El problema, claro, no es el camino que el juego ha decidido seguir. El juego no ha mentido: siempre se ha vendido como una historia lineal para un jugador. El propio productor del juego, Naoki Yoshida, se lo dijo a EL PAÍS en mayo: “esto no es un juego de mundo abierto”. Pero, incluso cuando el ocio digital ha tocado techo con The Legend of Zelda: Tears of the Kingdom, que alcanza la excelencia desde la libertad plena que da al jugador, optar por el camino contrario, el de renunciar a la libertad para darle al jugador una profundidad narrativa, es legítimo.
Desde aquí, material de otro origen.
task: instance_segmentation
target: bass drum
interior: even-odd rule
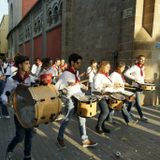
[[[24,128],[54,121],[61,113],[61,104],[59,94],[53,85],[18,85],[13,93],[13,107]]]
[[[109,96],[109,107],[114,110],[121,110],[124,104],[125,96],[121,93],[113,93]]]

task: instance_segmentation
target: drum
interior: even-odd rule
[[[155,86],[155,84],[144,83],[144,84],[140,84],[140,88],[143,91],[154,91],[156,89],[156,86]]]
[[[124,95],[120,93],[113,93],[109,96],[109,107],[114,110],[121,110],[125,99]]]
[[[15,114],[24,128],[54,121],[61,113],[61,100],[53,85],[18,85],[13,93]]]
[[[94,96],[83,96],[78,101],[77,113],[80,117],[93,117],[97,113],[97,98]]]
[[[46,73],[46,74],[40,75],[40,82],[42,84],[51,84],[52,83],[52,74]]]
[[[129,102],[135,101],[135,94],[130,91],[123,91],[122,94],[125,96],[126,100]]]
Siempre y cuando se haga bien, claro.
Final Fantasy XVI es un juego que lo apuesta todo a la historia y a sus personajes, y logra la excelencia durante los dos primeros tercios del juego. El giro hacia la madurez narrativa, las influencias de El señor de los anillos o Juego de tronos, el mundo que nos propone —en el que las naciones no solo se pelean, sino que bailan un ajedrez táctico sobre si usan o no a esas armas de destrucción masiva que son los humanos capaces de convertirse en dioses—, todo eso es perfecto, igual que los personajes en un principio, con ese conflicto geopolítico que se cristaliza en el propio conflicto entre dos hermanos con una madre psicópata. Pero pasadas un par de batallas de eikons a mitad del juego (que son de lo mejor que el mundo de los videojuegos puede ofrecer), el desarrollo de su historia se vuelve ramplón. Las batallas no vuelven a brillar tanto y el antagonista —el malvado a escala cósmica y ontológica, un tropo marca de la casa— es sencillamente manido, maniqueo y facilón como personaje. Esa tercera parte, apresurada, con altibajos de ritmo, más anime que novela, desconecta al jugador.
Una obra artística debe ser juzgada por lo que pretende, no por lo que no es. La renuncia a la libertad en aras de la profundidad narrativa puede gustar más o menos, pero es una decisión creativa plenamente consciente y válida. Quedarse a medio gas en el camino de la emoción, cuando esa emoción es una de las marcas de identidad de la saga, no lo es: es un objetivo que este juego no logra alcanzar. Y aquí encontramos una obra que deja un sabor agridulce. Tenemos un buen sistema de combate, rápido, lleno de luces y chispas y que se engloba dentro del espectro Devil May Cry de eclecticismo visual, pero que se torna sublime cuando nuestro protagonista se convierte en gigante y cambia de ritmo y escala. Tenemos una buena historia y una buena construcción de mundo. Pero, al final, tenemos un último tercio que se desentiende de los objetivos que el juego se había marcado en su primera mitad, confunde al jugador e impide al juego usar la gran carta que la saga ha sabido usar en sus momentos más brillantes: la de la los sentimientos.
No pasa nada. Quizá este no es el gran Final Fantasy que esperábamos, pero sí es un gran juego. Un juego que insufla aire fresco a la franquicia y nos hace confiar en el futuro, en futuras entregas y en el equipo creativo que hay detrás. Es decir, nos hace soñar de nuevo con esa fantasía final que tantas ganas tenemos de jugar.